Prototype-based learning for large and multimodal data sets

Acronym: PLM
Supervisor(s): Barbara Hammer, Frank-Michael Schleif
Member(s): Xibin Zhu
Research Areas: B, D
 
Abstract: 

The goal of the project is to extend intuitive prototype- or exemplar-based machine learning methods to streaming and multimodal data sets and to test their suitability for data inspection and visualization. One particular focus will be put on kernelized or relational variants which offer a very general interface to the data in terms of the dissimilarities which can be chosen according to the specific data characteristics at hand. In this context, important questions are how prototypes can be represented intuitively to the user, how can structural constituents be combined and weighted accordingly, and how can sparse models be derived efficiently for complex structural objects.

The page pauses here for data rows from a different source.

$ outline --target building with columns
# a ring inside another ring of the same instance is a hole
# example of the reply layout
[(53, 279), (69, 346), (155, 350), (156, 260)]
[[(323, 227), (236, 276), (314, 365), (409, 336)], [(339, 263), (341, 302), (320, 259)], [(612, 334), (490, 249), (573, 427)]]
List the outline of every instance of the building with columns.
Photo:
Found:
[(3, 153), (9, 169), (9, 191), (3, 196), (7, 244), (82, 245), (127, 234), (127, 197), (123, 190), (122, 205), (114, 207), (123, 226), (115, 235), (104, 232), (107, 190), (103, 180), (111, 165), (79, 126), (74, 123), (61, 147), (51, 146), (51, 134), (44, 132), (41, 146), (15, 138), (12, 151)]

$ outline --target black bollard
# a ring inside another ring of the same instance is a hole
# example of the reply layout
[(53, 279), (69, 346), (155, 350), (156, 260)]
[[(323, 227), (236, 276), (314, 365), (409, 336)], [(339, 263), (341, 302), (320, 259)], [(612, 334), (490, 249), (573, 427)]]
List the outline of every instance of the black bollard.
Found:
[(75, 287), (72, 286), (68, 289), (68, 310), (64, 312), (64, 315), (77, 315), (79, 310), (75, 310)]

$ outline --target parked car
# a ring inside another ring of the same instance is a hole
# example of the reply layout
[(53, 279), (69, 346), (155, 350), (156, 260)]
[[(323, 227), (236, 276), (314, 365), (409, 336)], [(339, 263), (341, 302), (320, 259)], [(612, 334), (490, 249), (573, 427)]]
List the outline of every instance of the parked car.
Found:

Methods and Research Questions: 

Prototype- and exemplar-based machine learning constitutes a very intuitive way to deal with data since the derived models represent their decisions in terms of relevant data points which can directly be inspected by experts in the field. Due to their efficient and intuitive training, excellent generalization ability, and flexibility to deal with missing values or streaming data many, successful applications in diverse areas such as robotics or bioinformatics have been conducted. One problem of the techniques when facing modern data sets, however, is their restriction to Euclidean settings – hence they cannot adequately deal with modern, complex and inherently non-Euclidean data sets. In the project, extensions to general dissimilarity data by means of relational extensions will be considered, and it will be investigated how the benefitial aspects of prototype-based learning such as interpretability, efficiency, the capability of dealing with multimodal data or very large data sets can be transferred to this setting.

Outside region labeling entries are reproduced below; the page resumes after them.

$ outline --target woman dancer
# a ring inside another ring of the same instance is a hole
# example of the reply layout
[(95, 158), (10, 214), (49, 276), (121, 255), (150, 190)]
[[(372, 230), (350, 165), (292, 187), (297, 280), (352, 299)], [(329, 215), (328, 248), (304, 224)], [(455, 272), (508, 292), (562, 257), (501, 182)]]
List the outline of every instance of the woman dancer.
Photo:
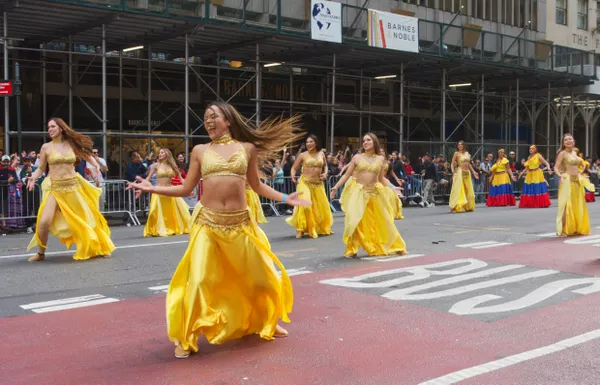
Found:
[[(279, 259), (250, 215), (245, 181), (260, 195), (291, 206), (309, 205), (298, 194), (285, 195), (258, 177), (258, 158), (282, 150), (301, 137), (298, 118), (250, 126), (227, 103), (211, 104), (204, 124), (212, 142), (194, 147), (182, 186), (153, 187), (138, 178), (128, 188), (166, 196), (186, 196), (204, 179), (204, 193), (192, 216), (190, 243), (167, 293), (167, 330), (175, 357), (198, 351), (204, 334), (211, 344), (259, 334), (285, 337), (278, 325), (289, 322), (293, 292)], [(275, 265), (281, 271), (277, 275)]]
[(501, 207), (516, 205), (517, 200), (515, 199), (511, 184), (511, 181), (515, 181), (515, 177), (512, 174), (503, 148), (498, 150), (498, 159), (490, 171), (492, 172), (492, 176), (490, 176), (492, 187), (490, 187), (490, 193), (485, 202), (486, 206)]
[(479, 174), (473, 169), (471, 155), (467, 152), (465, 142), (462, 140), (459, 140), (456, 144), (456, 151), (452, 156), (450, 168), (452, 169), (450, 211), (452, 213), (462, 213), (475, 210), (475, 191), (473, 191), (471, 173), (473, 173), (475, 179), (479, 179)]
[[(388, 161), (388, 158), (385, 155), (385, 151), (383, 149), (381, 149), (381, 156), (383, 156), (384, 159), (383, 175), (385, 175), (387, 178), (390, 169), (390, 161)], [(404, 215), (402, 215), (402, 201), (400, 200), (402, 194), (398, 195), (395, 191), (388, 189), (383, 189), (383, 191), (387, 196), (388, 202), (390, 204), (390, 209), (392, 210), (392, 216), (394, 217), (394, 219), (404, 219)]]
[(560, 176), (556, 215), (556, 234), (559, 236), (590, 233), (585, 189), (594, 192), (595, 188), (588, 178), (579, 174), (580, 162), (575, 151), (575, 139), (571, 134), (565, 134), (554, 164), (554, 172)]
[(362, 145), (365, 152), (352, 158), (344, 176), (331, 189), (331, 197), (335, 197), (338, 188), (356, 171), (356, 181), (344, 187), (345, 197), (340, 199), (346, 213), (344, 255), (354, 258), (361, 247), (370, 256), (405, 254), (406, 244), (394, 225), (384, 189), (400, 191), (385, 178), (386, 160), (378, 155), (381, 150), (377, 137), (367, 133)]
[(523, 192), (519, 200), (519, 208), (545, 208), (550, 207), (550, 196), (548, 195), (548, 182), (544, 178), (544, 172), (540, 168), (543, 164), (552, 174), (552, 169), (546, 159), (537, 152), (537, 147), (529, 147), (529, 159), (525, 162), (525, 169), (519, 175), (519, 179), (526, 173)]
[[(292, 216), (285, 221), (296, 229), (296, 238), (302, 238), (304, 233), (311, 238), (317, 238), (319, 235), (333, 234), (333, 215), (323, 185), (323, 181), (327, 180), (327, 161), (315, 135), (311, 134), (306, 138), (306, 150), (296, 158), (291, 175), (292, 182), (297, 183), (296, 191), (312, 205), (295, 207)], [(298, 181), (296, 170), (300, 165), (302, 176)]]
[(92, 186), (75, 172), (77, 158), (93, 166), (92, 177), (97, 180), (98, 164), (92, 156), (94, 143), (75, 132), (62, 119), (48, 121), (48, 134), (52, 142), (40, 150), (40, 167), (27, 180), (27, 189), (32, 191), (35, 181), (49, 166), (48, 177), (42, 183), (44, 193), (38, 210), (35, 235), (27, 250), (34, 246), (39, 251), (30, 262), (45, 258), (48, 232), (70, 248), (74, 243), (75, 260), (96, 256), (108, 257), (115, 249), (110, 240), (110, 229), (100, 214), (98, 201), (102, 190)]
[[(150, 181), (154, 174), (156, 174), (158, 186), (171, 186), (174, 176), (181, 183), (185, 183), (185, 179), (181, 175), (175, 159), (173, 159), (173, 154), (166, 148), (161, 148), (158, 151), (158, 162), (152, 165), (146, 180)], [(138, 193), (141, 193), (141, 191)], [(190, 207), (185, 203), (183, 198), (152, 194), (148, 221), (146, 222), (146, 227), (144, 227), (144, 237), (168, 237), (176, 234), (189, 234), (189, 222)]]

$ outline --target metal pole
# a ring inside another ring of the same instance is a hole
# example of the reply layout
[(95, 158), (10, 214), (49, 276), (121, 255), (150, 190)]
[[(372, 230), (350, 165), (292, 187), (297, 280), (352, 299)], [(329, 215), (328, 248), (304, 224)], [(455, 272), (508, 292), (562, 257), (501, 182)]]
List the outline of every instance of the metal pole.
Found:
[(334, 145), (334, 137), (335, 137), (335, 52), (333, 53), (333, 79), (331, 84), (331, 136), (329, 137), (330, 145), (329, 152), (333, 154), (333, 145)]
[(546, 159), (550, 159), (550, 82), (548, 82), (548, 105), (546, 107)]
[[(69, 35), (69, 125), (73, 127), (73, 42)], [(106, 159), (106, 158), (105, 158)]]
[(256, 44), (256, 126), (260, 124), (260, 46)]
[(404, 142), (404, 63), (400, 63), (400, 138), (398, 139), (398, 151), (402, 153)]
[[(185, 101), (183, 102), (184, 105), (184, 109), (185, 109), (185, 159), (186, 162), (189, 162), (190, 159), (190, 63), (189, 63), (189, 56), (190, 56), (190, 48), (189, 48), (189, 36), (186, 33), (185, 34)], [(218, 53), (217, 53), (217, 57), (218, 57)], [(217, 65), (219, 65), (219, 61), (217, 61)], [(219, 79), (219, 70), (217, 69), (217, 93), (220, 92), (219, 90), (219, 85), (220, 85), (220, 79)]]
[[(4, 12), (4, 80), (8, 80), (8, 14)], [(10, 117), (9, 99), (4, 97), (4, 153), (10, 154)]]
[(107, 158), (106, 144), (106, 26), (102, 24), (102, 157)]
[(517, 149), (515, 151), (516, 155), (517, 155), (517, 159), (519, 159), (519, 79), (517, 78), (517, 105), (516, 105), (516, 109), (517, 109), (517, 116), (515, 118), (515, 125), (516, 125), (516, 138), (515, 138), (515, 144), (517, 146)]
[(150, 134), (152, 133), (152, 44), (148, 44), (148, 152), (146, 153), (150, 155), (150, 151), (152, 151), (152, 138)]

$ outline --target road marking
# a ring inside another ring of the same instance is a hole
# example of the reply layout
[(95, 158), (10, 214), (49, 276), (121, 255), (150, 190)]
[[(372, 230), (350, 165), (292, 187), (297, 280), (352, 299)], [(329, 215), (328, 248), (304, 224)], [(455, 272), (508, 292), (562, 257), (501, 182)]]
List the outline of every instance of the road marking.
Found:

The project will focus on important representative tools from prototype-/exemplar-based learning, such as GLVQ and SRLVQ in the supervised domain and NG, GTM, and Affinity Propagation in the unsupervised domain. Relational extensions are based on an implicit embedding of general dissimilarity data in pseudo-Euclidean space, and an according implicit adaptation of prototypes which can be computed based on the given pairwise dissimilarities only. A number of problems arise in this context, such as the following: How can powerful prototype-based techniques be transferred to the relational setting? How can implicitely represented 'relational' prototypes be presented to humans in an intuitive way? How can missing values be dealt with, such as missing dissimilarities, or even missing parts of structures? Can we infer and adapt the relevance of structural parts for dissimilarity data? How can we deal with large data sets? How can linear or sub-linear methods be derived from the general mathemathical framework?  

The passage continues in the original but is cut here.